After considering the evidence, the court exercised its discretion and passed over Seta as estate trustee. The court was not happy with the actions of Seta and had little faith that the estate would be properly administered. The Court held: “Refusing to honour the codicil was a shocking affront to her good friend’s dying wishes.” The Court further held that Seta’s claim that the codicil could not be probated because the witnesses to the codicil were not both present when Mary signed it “was wrong at law.” Relying on section 6 of the Succession Law Reform Act, the Court rightly noted that “[a] holograph will may be made entirely by a testator’s own handwriting and signature, without formality, and without the presence, attestation or signature of a witness.” Section 6 applies equally to codicils.

The Court noted that there was not mere fiction between Seta and the beneficiaries, but outright “hostility from Seta to the beneficiaries.” In addition, the court was not impressed that Seta tried to sow discord between the sisters and refused to ship Mary’s personal effects to Laura and Carleen, the two beneficiaries, at the estate’s expense.
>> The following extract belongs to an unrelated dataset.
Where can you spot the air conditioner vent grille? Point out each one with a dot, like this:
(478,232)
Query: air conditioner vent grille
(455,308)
According to the Court, the welfare of the beneficiaries was paramount, which included avoiding the possibility of delay. In reaching its decision, the fact that the beneficiaries were aligned on the issues, including what assets belonged to the estate, was held as an important factor. In the end, the Court passed over Seta as estate trustee and appointed Laura and Carleen in her place. Seta was ordered to pass her accounts as estate trustee and had the added misfortune of facing a costs award.
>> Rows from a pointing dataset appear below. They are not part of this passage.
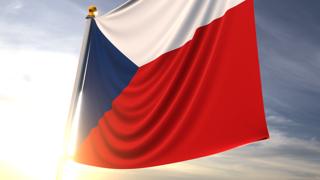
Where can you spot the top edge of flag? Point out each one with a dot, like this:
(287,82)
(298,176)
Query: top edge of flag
(135,32)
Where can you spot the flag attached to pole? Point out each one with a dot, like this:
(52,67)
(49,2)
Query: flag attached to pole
(168,81)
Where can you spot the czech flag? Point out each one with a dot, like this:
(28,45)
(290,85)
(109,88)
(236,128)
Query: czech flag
(170,80)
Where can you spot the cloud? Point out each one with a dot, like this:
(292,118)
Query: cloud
(281,157)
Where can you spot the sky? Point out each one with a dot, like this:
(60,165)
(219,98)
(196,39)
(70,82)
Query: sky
(39,48)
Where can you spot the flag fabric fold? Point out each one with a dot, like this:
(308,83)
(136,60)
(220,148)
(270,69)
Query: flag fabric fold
(168,81)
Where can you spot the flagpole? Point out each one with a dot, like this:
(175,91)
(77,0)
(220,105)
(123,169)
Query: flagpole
(77,89)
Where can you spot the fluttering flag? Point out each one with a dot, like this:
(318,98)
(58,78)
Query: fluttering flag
(168,81)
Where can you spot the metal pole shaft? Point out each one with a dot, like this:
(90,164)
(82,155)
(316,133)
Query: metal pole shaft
(78,86)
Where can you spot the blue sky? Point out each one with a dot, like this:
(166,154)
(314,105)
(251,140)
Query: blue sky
(40,43)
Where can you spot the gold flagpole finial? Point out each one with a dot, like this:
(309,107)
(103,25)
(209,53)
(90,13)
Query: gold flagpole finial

Bottom line: As the Court noted, enormous trust is place in an estate trustee. An estate trustee must be neutral, fair, and dispassionate. The welfare of the beneficiaries is paramount and an estate trustee cannot let her feelings or views get in the way of the proper administration of the estate. An estate trustee will also be held to account, removed, or passed over if she strays too far from her duties and threatens, bullies, or outright ignores the beneficiaries. Being an estate trustee can be a thankless task; don’t make it worse by being difficult, disagreeable, and unpleasant.